Была еще одна причина замедления. Румянцев, не высказывая этого, был против подготовлявшегося соглашения со Швецией, и тормозил заключение договора, исключавшего всякую возможность сближения с Францией. Канцлер осыпал ласками шведского посла; говорил, что совершенно излечился от своих иллюзий, что всем сердцем присоединяется к теперешней политической системе своего государя; что, подобно ему, он враг Наполеона и мирного соглашения. Но Левенхильм не особенно доверял “этому новообращенному, возвращения которого к прежней ереси нужно ждать ежеминутно”. [444] Вскоре он увидел, что недавнее ревностное отношение к делу, которым кичился Румянцев, не было искренним, и что министр втайне придерживается своей прежней политики. Назначенный, в силу своей должности, официально обсуждать статьи договора, Румянцев по каждой из них находил, что возразить, и изыскивал средства отвечать на всякое требование какой-нибудь неопределенной и “крайне запутанной” [445] фразой. К счастью Бернадота, его дипломатический сотрудник сумел заручиться свободным доступом к императору с правом обращаться непосредственно к нему, и нужно сказать, что каждое его обращение к царю, хотя незначительно, но подвигало вперед полное терниев дело. [446] Видя, как наши армии покрывают Германию, следя за тем, как они непрерывно подвигаются вперед, переправляются через Эльбу, затем через Одер и подходят к Висле, Александр I с каждым днем все более сознавал неотложную потребность помощи, необходимость схватить руку, которую ему протягивал Бернадот, и избрать его кормчим и “буссолью” [447] на время бури [448] . Он подгонял престарелого министра и отдавал одно за другим “точные и ясные” [449] приказания, так что к середине марта переговоры были закончены.
444
Депеша от 24 февраля.
445
Id.
446
Id.
447
Буссоль – прибор для управления артиллерийским огнем – соединение компаса с угломерным кругом и оптическим прибором.
448
Депеша Левенхильма от 11 марта.
449
Id.
Как раз в это время Чернышев привез высказанное Наполеоном 25 февраля предложение. Это послание произвело сенсацию и очень встревожило Левенхильма, который усматривал в том, как отнесется Александр к этому посланию, решительное испытание твердости его намерений. По его мнению, этот непостоянный государь, несомненно, выработал в себе новую душу, полную энергии и твердости. Тем не менее, порученная Чернышеву миссия могла воскресить в нем желание начать переговоры. Устоят ли решения царя пред определенным, довольно умеренным по форме, предложением, поднесенным ему противником на острие шпаги и поддержанным вступлением в Германию четырехсот тысяч человек?

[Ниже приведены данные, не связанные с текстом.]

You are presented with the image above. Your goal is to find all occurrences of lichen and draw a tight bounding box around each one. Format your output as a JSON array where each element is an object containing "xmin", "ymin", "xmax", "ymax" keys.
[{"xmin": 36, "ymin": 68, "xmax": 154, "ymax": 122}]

Александр начал с того, что, в знак доверия, сообщил Левенхильму предложения Франции. Он дал ему прочесть длинное донесение Чернышева с собственноручными пометками, в котором тот слово в слово передавал разговор в Елисейском дворце. При этом он прибавил, в виде пояснения, что не верит высказанным Бонапартом чувствам. “Я смотрю на все это, – справедливо сказал он, – как на желание выиграть время, так как у них не все еще готово к войне; но я не дам обмануть себя”. [450]
450
Депеша Левенхильма от 25 марта.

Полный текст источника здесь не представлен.